The biggest advantage however comes through engine balancing. Due to the normal firing order of a straight-six, the pistons move in-tandem with their mirror image on the other side of the engine block. So pistons 1 and 6 reciprocate, followed by 2 and 5 and finishing with 3 and 4. As pistons 1 and 6 reach top dead Centre, the other four pistons are evenly spaced at 120 degrees and 240 degrees respectively around the engine cycle, meaning that the reciprocating forces balance each other out. This makes a smooth-revving engine for which units like the S50 and RB26 have become famous for.
Unfortunately, there are numerous reasons why the straight six is all but dead. Packaging has always been an issue, as the extra two cylinders when compared to an I4 means that mounting the engine in a transverse configuration is very difficult. If mounted sideways, there usually isn’t enough room for the size of transmission and drivetrain needed to use an I6 in a front-wheel drive setup. And with manufacturers looking to create powertrains that can be shared across as many chassis as possible, the elongated I6 just doesn’t quite cut it.
The long engine and its components also lack rigidity when compared to a more compact engine setup. The long camshafts and crankshafts naturally try to very slightly flex during rotation, along with the engine block lacking the stiffness of a V6 equivalent. The dimensions of the I6 also don’t help it in terms of the car’s centre of gravity, with rotating and static mass sitting slightly higher in the engine bay than other more compact engine options.
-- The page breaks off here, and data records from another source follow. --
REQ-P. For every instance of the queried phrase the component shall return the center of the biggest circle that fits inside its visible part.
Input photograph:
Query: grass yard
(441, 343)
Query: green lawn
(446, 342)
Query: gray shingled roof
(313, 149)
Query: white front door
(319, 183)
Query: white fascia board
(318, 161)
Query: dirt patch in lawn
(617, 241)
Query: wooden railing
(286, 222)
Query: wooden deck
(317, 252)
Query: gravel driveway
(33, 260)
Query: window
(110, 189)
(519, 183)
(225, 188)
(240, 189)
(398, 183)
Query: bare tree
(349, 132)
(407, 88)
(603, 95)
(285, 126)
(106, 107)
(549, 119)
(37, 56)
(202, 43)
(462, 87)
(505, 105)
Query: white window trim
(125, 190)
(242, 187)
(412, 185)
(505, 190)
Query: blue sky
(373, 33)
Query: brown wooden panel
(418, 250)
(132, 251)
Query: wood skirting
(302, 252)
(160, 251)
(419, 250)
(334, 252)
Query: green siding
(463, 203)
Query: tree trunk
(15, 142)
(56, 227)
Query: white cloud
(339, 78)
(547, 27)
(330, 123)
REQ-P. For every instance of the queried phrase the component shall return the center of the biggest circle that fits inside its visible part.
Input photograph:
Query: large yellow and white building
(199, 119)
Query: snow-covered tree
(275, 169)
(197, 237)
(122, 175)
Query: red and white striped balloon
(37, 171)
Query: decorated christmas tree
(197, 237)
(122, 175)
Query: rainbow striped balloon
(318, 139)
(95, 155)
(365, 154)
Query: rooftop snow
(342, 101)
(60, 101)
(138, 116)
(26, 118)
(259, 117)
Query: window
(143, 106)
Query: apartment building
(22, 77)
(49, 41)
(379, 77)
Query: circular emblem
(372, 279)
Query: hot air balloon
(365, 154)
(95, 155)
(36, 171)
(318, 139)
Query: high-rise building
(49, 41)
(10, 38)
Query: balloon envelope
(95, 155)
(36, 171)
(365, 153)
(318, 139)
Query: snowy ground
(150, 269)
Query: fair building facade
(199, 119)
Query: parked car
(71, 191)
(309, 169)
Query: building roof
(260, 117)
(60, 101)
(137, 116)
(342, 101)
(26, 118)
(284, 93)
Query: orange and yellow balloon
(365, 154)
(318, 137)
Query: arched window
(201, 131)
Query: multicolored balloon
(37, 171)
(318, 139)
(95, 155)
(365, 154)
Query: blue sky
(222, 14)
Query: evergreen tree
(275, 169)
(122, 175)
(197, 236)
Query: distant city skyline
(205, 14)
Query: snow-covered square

Found normally in 60 or 90-degree configurations, V6s can still be found in numerous performance cars, with the art of turbocharging creating upwards of 500 horsepower from the likes of the MY17 GTR and the latest tech-fest NSX. V6s have also been used in much more docile platforms like my own Mondeo ST200, so one of the largest plus points is the engine’s versatility.
Due to its much more stocky, compact nature, it is capable of being shoehorned into numerous engine bays within a manufacturer’s fleet, thus cutting huge costs from having to perform R&D on other engine options.
The precious space offered up by the neat package therefore opens the door for forced induction, leaving room for turbochargers to nestle deep within the engine bay. Front-wheel drive setups can also utilise a V6 as a powertrain, which can lead to some truly epic performance bargains like the MG ZS180 which used a Rover KV6 and the Mazda MX-6 which squeezed in a 2.5-litre V6 in its second generation. So the V6 allowed car companies to easily produce a performance variant of their usual boring four-cylinder cars without having to drastically change chassis dimensions or engine bay organisation.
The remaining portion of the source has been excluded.